Conclusions and future directions

Treatments that do not address the underlying pathophysiology of AF are likely to have limits to their efficacy. There is considerable evidence that oxidative stress has an important role in genesis of AF. The pathological link remains to be proven, however, and designing an effective antioxidant therapy requires a better understanding of the complex biology of oxidative stress. Current evidence suggests that NAD(P)H oxidase inhibitors may be effective in primary prevention of AF and in postoperative AF. Mitochondria-targeted antioxidants may prove to be most effective antioxidant therapeutic intervention in persistent AF. Targeting important molecules downstream from ROS such as c-Src and CaMKII may provide additional antiarrhythmic effect. Effective antioxidant therapy may also reduce the risk of thromboembolism in patients with AF by improving endocardial dysfunction.

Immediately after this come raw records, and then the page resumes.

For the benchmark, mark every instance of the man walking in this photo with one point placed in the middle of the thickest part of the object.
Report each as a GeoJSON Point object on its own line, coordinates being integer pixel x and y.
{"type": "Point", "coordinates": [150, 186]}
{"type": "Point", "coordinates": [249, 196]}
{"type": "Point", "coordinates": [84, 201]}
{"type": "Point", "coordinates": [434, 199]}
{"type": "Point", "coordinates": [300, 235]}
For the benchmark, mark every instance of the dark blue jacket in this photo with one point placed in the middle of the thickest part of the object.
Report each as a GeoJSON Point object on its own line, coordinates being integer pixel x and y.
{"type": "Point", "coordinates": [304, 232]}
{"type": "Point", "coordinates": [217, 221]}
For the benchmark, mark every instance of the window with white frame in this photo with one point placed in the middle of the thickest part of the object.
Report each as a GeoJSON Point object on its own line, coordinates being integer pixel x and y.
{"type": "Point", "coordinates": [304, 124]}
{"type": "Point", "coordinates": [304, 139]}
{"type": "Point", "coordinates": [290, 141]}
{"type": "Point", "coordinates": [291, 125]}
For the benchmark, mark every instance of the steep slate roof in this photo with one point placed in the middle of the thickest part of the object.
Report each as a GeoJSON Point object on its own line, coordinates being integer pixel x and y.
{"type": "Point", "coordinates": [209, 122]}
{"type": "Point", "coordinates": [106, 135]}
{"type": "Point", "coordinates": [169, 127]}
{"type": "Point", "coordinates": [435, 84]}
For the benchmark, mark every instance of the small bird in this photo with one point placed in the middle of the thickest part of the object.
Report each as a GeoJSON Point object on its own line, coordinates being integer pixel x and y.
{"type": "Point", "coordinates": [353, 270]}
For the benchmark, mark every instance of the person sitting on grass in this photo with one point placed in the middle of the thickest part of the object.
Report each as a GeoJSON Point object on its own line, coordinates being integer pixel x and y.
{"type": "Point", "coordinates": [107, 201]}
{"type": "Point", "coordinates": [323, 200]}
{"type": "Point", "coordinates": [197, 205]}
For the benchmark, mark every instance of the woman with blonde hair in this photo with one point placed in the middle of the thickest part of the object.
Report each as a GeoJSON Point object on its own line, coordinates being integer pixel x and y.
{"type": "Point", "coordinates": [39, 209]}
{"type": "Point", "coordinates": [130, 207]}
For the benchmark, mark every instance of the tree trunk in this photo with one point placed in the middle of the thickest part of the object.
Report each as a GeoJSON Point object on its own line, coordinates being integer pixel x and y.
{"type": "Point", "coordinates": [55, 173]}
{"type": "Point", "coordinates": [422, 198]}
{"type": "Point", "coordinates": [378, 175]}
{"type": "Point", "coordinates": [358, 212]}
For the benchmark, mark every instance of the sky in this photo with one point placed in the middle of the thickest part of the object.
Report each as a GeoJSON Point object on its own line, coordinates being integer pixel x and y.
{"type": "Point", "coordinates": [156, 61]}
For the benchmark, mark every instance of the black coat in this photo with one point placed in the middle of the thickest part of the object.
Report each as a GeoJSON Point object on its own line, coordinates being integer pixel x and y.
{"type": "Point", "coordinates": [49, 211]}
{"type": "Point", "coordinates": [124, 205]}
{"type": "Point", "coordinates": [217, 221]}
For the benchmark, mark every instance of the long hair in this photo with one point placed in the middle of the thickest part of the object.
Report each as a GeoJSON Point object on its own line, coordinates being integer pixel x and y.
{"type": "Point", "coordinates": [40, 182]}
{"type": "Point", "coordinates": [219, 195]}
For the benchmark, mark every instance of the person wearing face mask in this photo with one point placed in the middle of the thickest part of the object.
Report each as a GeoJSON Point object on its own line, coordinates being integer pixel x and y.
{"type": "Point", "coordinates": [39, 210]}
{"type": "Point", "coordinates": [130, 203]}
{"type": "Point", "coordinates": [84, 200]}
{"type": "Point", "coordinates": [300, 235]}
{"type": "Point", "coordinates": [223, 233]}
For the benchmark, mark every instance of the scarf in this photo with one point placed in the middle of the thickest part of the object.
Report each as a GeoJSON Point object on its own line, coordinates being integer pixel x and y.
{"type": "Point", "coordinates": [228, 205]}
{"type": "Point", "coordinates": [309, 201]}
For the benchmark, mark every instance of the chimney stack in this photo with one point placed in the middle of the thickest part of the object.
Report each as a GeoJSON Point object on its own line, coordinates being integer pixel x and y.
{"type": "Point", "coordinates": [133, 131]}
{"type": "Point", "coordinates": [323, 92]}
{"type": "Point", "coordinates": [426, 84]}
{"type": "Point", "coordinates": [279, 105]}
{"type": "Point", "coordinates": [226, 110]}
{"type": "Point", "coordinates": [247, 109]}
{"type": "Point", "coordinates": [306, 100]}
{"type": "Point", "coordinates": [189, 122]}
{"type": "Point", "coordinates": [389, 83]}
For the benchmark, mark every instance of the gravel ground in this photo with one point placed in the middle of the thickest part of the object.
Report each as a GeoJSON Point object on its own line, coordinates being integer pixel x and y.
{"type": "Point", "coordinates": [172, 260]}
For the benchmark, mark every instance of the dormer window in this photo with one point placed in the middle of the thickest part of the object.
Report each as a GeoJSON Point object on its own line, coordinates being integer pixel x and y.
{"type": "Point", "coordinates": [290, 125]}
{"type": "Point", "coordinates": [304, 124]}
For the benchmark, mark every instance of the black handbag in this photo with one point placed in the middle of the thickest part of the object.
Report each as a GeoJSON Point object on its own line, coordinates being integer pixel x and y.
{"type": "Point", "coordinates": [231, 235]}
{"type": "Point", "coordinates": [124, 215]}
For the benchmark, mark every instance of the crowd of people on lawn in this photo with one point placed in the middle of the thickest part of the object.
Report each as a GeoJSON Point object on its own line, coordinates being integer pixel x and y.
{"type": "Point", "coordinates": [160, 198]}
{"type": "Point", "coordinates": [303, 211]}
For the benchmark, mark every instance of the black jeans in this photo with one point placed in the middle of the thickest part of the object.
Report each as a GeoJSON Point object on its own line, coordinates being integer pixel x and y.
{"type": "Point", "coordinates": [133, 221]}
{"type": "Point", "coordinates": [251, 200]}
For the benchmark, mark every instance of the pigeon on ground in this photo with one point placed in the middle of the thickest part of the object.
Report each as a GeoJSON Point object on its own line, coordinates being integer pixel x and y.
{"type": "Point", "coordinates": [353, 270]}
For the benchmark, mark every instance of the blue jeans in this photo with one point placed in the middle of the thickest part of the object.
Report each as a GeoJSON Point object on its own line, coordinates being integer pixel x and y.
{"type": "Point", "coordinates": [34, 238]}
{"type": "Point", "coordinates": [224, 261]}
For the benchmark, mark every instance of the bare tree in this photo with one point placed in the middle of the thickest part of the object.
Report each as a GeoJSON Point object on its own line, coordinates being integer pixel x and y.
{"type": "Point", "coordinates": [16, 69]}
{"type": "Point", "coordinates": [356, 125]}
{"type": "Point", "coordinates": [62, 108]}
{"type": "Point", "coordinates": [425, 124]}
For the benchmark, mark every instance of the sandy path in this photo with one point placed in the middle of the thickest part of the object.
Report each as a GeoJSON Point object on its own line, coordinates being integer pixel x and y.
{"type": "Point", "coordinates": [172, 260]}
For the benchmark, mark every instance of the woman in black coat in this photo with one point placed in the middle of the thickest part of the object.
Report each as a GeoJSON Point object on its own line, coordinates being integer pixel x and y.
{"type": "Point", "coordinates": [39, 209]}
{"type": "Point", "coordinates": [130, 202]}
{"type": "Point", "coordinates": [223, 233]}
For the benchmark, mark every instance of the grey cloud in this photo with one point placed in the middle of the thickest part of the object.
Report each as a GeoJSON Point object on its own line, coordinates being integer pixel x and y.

Conflict of interest statement

Dr. Dudley has applied for patents: (1) Method for Predicting Onset/Risk of Atrial Fibrillation, (2) Prevention of sudden death by modulation of Src family, (3) Modulating mitochondrial reactive oxygen species to increase cardiac sodium channel current and mitigate sudden death, (4) Biomarkers for Prediction of Stroke Risk in Atrial Fibrillation, and (5) Mitochondrial anti-oxidants for prevention of sudden death by raising connexin43 levels.